Seus olhos molhados e enraivecidos se dirigiram a Gellert, que tinha a cabeça baixa, ao lado de Corlys.
— Onira, sua irmã se matou. — Daemon a lembrou — Preferiu que Vhagar a queimasse a perder a vida em um banho de sangue.
Onira fechou os olhos, sentindo a fisgada em seu ventre e a dor em seu coração.
— Se eu não tivesse… feito aquilo no parto de Daena, se eu não tivesse dado a ideia, ela não… não teria feito isso agora.
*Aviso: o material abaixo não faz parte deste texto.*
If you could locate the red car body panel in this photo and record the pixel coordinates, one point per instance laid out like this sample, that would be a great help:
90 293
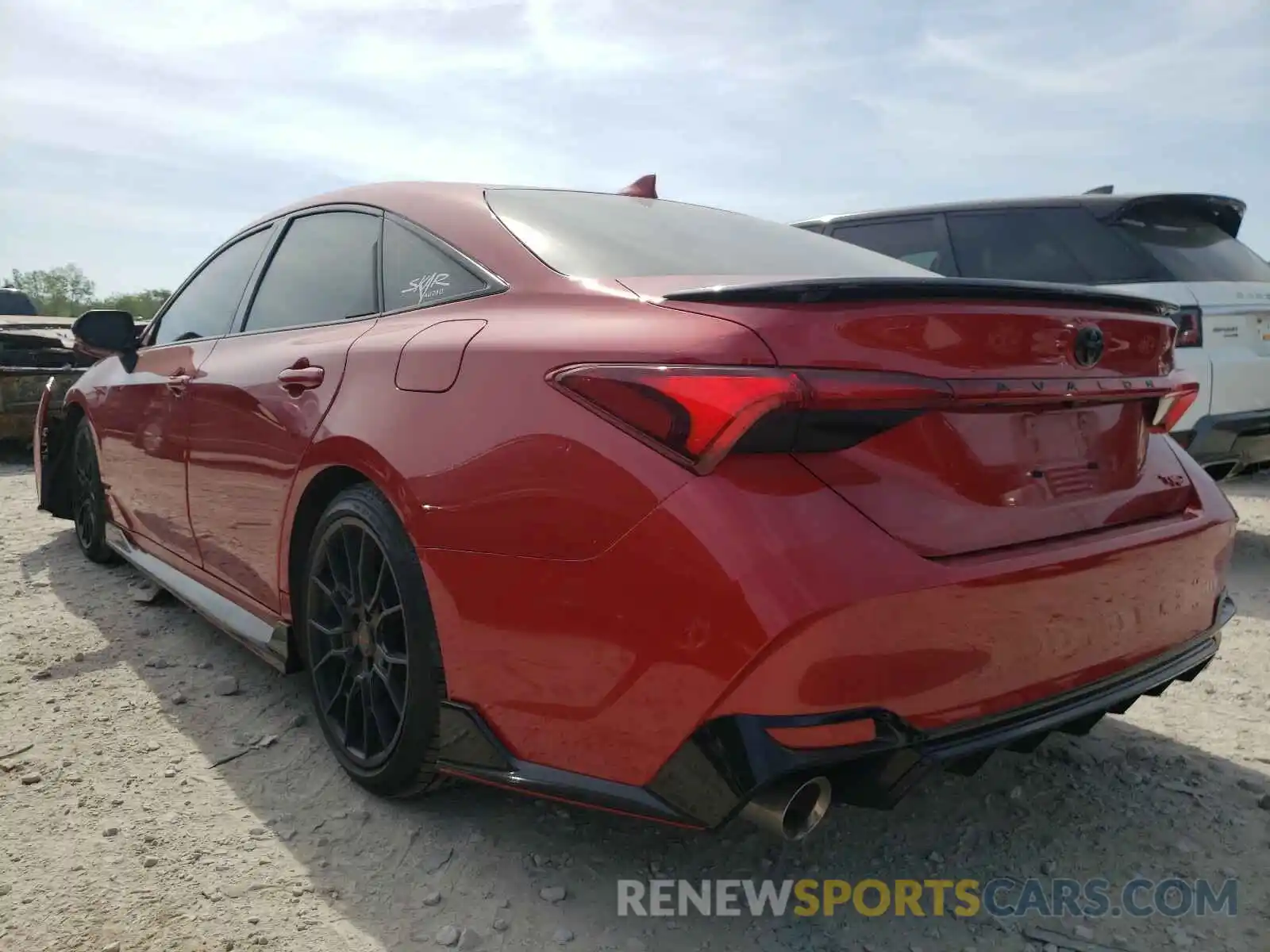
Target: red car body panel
596 602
— Não é sua culpa. — ele a abraçou de lado, amparando seu corpo — Não é sua culpa, meu amor.
— Estamos aqui reunidos na Sede do Mar, para entregar Lady Laena, da Casa Velaryon, às águas eternas do Rei Bacalhau. — Vaemond pronunciou as palavras em alto valiriano — Onde ele a guardará pelos dias que virão. Lady Laena deixa na costa, suas duas filhas legítimas e parte agora para sua última viagem. O sal corre pelo sangue dos Velaryon. — ele encarou princesa Rhaenyra, que estava abraçada a Jacaerys e Lucerys — Sangue grosso. Grosso, salgado e verdadeiro. Que nunca se diluirá ao ser misturado com…
Onira encarou Rhaenyra e seu irmão, Laenor, que ficaram acuados quando todos os encaravam. Daemon trocou olhares com a esposa e então Onira fechou os olhos e amoleceu as pernas, caindo no colo do marido.
— Oh! — todos voltaram sua atenção para ela
— Sir Cole, ajude meu irmão com sua esposa. — o rei Viserys pediu
— Sim, meu rei. — ele se aproximou do casal
— Encosta na minha mulher e perde as mãos. — Daemon rosnou enquanto segurava o corpo da esposa
— Estou aqui. — Laenor driblou Criston Cole e amparou o corpo da irmã — Eu ajudo.
— Estou bem. — Onira murmurou para que os dois ouvissem
— Não, você vai sentar um pouco e se acalmar. — Daemon foi firme
— Tragam uma cadeira e um jarro de água fresca. — Alicent olhou ao redor — Ela precisa se hidratar.
Os soldados trouxeram até o alto da pedra uma poltrona alta, onde Onira foi sentada. Enquanto Daemon estava ao seu lado, observando o caixão ser jogado nas águas e Vaemond Velaryon continuar seu discurso, Laenor permaneceu de joelhos no chão rochoso, chorando, observando o rosto da única irmã que sobrou.
— Tinha que ser eu. — ele murmurou — Vocês sempre foram muito mais úteis do que eu.
— Seja forte, Laenor. — Onira murmurou — Seus filhos precisam de você. Agora mais do que nunca.